Here’s an example: I discovered an (indirect) ancestor named Mattys Blanchan, in the course of looking for him on WeRelate, I discovered 3 pages for this person (and a bit more digging showed there had been a fourth one). Each one with slightly different names and different lists of children. Each one from a different person’s GEDCOM, each tracing down to different descendants. Each of these GEDCOM files represented a different walled garden, people labouring to put together a tree, not knowing that several other people were doing the exact same work in their own walled garden. Thankfully, by loading their data onto WeRelate, these walls could now be broken down and all these people could see that we are all cousins. But, sadly, that did not happen; in all four cases, the GEDCOM file was uploaded, and then they walked away (what’s known on WeRelate as a “drive-by GEDCOM”), leaving that work to be done by someone else (me, apparently).
That’s the good kind of walled garden: it ended up in a place where the walls could be broken down. But I have happened upon numerous web sites devoted to a particular family; many containing a wealth of information, but I have found few with sources or citations. Just bare, purported, “facts” with no substantiation. A garden full of things which could be healthy or deadly.
I should point out that I am relatively new to genealogy, and most of this is supposition based on what I have seen. But it seems that a tremendous amount of effort must be expended by people researching in their little “walled gardens” not knowing that many others are doing the exact same research, probably on the exact same ancestors. This is why I am doing all my work on WeRelate, it seems to be one of the few places dedicated to collaboration and quality research.
When I was about 12 years old my mother got a little booklet from a distant cousin which listed the family tree of the Way family (my maternal grandfather’s family) going back to the late 1600’s. For a social studies project that year, I copied the information onto the given charts and was quite proud that I had three pages. But, I had no understanding of the value of this information, how hard it was to get and what was missing. With that, I dropped it and didn’t think about it for a very long time.
In the late 1990’s my mother and step-father became Mormon and began digging through the entire family tree. In addition to the booklet mentioned above, my mother had another one tracing back her mother’s ancestry, again, back to the late 1600’s.
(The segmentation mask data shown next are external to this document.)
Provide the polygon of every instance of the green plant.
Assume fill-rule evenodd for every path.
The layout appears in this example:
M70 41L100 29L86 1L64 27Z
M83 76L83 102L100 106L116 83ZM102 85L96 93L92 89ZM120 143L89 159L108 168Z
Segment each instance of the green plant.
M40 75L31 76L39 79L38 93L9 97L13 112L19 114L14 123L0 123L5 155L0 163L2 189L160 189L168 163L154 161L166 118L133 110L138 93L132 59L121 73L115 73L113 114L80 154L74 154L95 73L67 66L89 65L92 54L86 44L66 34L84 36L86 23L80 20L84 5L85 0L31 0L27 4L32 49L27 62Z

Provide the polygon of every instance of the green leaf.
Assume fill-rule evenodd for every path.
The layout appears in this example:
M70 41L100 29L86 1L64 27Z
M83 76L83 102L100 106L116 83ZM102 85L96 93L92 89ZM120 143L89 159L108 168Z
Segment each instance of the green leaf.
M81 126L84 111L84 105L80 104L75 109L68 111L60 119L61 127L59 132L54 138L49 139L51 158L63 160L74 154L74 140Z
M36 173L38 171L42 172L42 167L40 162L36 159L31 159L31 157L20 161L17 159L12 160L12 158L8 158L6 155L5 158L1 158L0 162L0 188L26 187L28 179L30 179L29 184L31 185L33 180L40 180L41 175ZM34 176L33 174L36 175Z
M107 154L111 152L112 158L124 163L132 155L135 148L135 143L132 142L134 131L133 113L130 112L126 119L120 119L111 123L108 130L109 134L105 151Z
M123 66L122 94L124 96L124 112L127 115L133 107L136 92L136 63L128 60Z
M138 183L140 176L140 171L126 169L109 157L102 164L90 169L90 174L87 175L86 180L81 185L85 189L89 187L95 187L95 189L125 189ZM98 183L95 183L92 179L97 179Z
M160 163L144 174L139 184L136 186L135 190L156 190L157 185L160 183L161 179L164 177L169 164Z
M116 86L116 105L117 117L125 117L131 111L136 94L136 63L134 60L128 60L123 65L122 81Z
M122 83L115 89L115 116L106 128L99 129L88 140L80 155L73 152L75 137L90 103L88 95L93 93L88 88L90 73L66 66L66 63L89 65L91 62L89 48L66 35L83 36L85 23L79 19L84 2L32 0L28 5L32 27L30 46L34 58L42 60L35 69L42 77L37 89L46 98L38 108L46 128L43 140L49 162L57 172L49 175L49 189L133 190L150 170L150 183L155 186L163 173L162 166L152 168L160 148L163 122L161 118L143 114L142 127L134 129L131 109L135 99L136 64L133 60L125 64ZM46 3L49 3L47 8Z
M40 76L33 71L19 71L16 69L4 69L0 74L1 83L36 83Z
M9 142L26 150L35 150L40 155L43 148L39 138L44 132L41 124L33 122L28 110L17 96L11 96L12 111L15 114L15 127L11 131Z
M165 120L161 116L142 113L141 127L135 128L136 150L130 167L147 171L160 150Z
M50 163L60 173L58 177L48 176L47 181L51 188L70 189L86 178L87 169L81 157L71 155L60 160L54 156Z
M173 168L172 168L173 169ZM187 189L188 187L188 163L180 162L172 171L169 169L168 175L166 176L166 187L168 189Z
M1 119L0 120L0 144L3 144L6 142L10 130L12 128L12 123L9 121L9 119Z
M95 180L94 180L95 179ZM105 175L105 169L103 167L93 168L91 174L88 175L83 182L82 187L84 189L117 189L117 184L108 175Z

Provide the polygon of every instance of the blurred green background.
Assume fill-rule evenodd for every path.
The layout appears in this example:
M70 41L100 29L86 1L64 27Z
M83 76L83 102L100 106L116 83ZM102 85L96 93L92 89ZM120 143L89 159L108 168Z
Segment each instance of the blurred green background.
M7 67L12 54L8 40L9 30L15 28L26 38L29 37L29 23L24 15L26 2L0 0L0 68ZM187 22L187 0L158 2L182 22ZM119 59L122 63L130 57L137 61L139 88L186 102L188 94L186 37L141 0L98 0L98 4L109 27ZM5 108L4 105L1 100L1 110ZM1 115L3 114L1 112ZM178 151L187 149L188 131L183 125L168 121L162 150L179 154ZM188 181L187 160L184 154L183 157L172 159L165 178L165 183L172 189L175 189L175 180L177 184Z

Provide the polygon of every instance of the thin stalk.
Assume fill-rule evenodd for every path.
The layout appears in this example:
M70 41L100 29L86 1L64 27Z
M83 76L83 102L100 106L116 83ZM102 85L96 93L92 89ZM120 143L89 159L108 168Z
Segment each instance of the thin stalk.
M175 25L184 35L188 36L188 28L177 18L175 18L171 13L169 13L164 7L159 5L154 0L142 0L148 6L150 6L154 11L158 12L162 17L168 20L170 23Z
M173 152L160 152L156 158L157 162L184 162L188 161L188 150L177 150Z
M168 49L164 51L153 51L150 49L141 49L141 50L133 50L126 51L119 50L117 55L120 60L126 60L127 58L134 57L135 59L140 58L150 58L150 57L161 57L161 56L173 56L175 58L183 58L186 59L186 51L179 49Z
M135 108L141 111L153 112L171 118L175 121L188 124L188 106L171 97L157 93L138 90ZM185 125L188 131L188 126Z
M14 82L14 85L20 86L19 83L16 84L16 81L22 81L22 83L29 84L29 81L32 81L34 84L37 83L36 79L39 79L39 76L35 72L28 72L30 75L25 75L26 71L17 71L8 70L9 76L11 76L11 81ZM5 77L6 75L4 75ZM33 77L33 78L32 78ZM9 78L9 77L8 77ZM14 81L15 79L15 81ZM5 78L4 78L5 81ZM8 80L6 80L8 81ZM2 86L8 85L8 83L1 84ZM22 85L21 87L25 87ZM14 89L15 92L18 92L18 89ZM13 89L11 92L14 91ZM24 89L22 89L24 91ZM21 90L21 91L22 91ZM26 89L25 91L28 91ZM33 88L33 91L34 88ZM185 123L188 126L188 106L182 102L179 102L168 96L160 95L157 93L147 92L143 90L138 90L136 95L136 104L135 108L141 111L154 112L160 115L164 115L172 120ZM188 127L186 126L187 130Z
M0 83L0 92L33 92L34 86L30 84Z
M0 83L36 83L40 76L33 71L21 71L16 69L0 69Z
She entered all this into her computer (with some help from me), and I got a copy of the GEDCOM file, which I messed with occasionally, and even converted it to HTML and put it on my web pages.
I remember thinking, at the time, that there must be countless GEDCOM files, like mine, floating around out there, and if you could put them all together you would have one huge family tree, which would be infinitely more valuable than all those individual GEDCOMs. But this was before Wikis existed and so I couldn’t see a way to get from here to there, and promptly forgot about the idea.
A few years ago, I started thinking again about this idea and realized that a Wiki was just what was needed for this. A few searches later I found myself at WeRelate.org. This was exactly what I was looking for! I promptly dug out that old GEDCOM file, and submitted it. To my shock, it was rejected! I figured a few quick additions was all that was needed and started reading. But it would not be so easy, and I put the project aside. Almost. In the process, I discovered the book Concerning the Van Bunschoten or Van Benschoten family in America, a genealogy and brief history and was shocked. This 921 page book details 4395 descendants (and many others who married into the family) spanning two and a half centuries. I started reading this book and realized what genealogy really was, how difficult it could be and what things can be learned.
So, when my mother was visiting for Thanksgiving, we sat down and I showed her how to use WeRelate and got started down what is obviously going to be a long road. Thus far, I have 277 entries in my family tree over there and have only scratched the surface.
All this is to say that you can expect more posts about this in the future, whether you like it or not.